The Correct Option is D

We are given that $a \sin 45^\circ = b \csc 30^\circ$. 
We know that $\sin 45^\circ = \frac{1}{\sqrt{2}}$ and $\csc 30^\circ = \frac{1}{\sin 30^\circ} = \frac{1}{1/2} = 2$. 
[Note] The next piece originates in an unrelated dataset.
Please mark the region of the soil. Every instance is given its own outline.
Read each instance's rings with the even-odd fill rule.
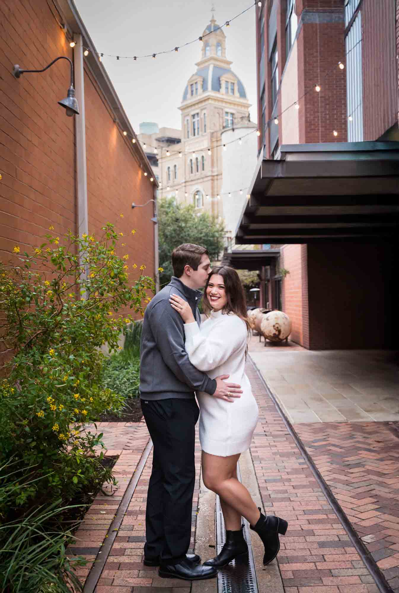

Substituting these values into the equation, we get $$ a \cdot \frac{1}{\sqrt{2}} = b \cdot 2 $$ $$ \frac{a}{\sqrt{2}} = 2b $$ $$ a = 2b \sqrt{2} $$ $$ \frac{a}{b} = 2 \sqrt{2} $$ Now we want to find $\frac{a^4}{b^4}$. We have $$ \frac{a^4}{b^4} = \left(\frac{a}{b}\right)^4 = (2 \sqrt{2})^4 = (2^1 \cdot 2^{1/2})^4 = (2^{3/2})^4 = 2^{3/2 \cdot 4} = 2^6 = 64 $$ Therefore, $\frac{a^4}{b^4} = 64$.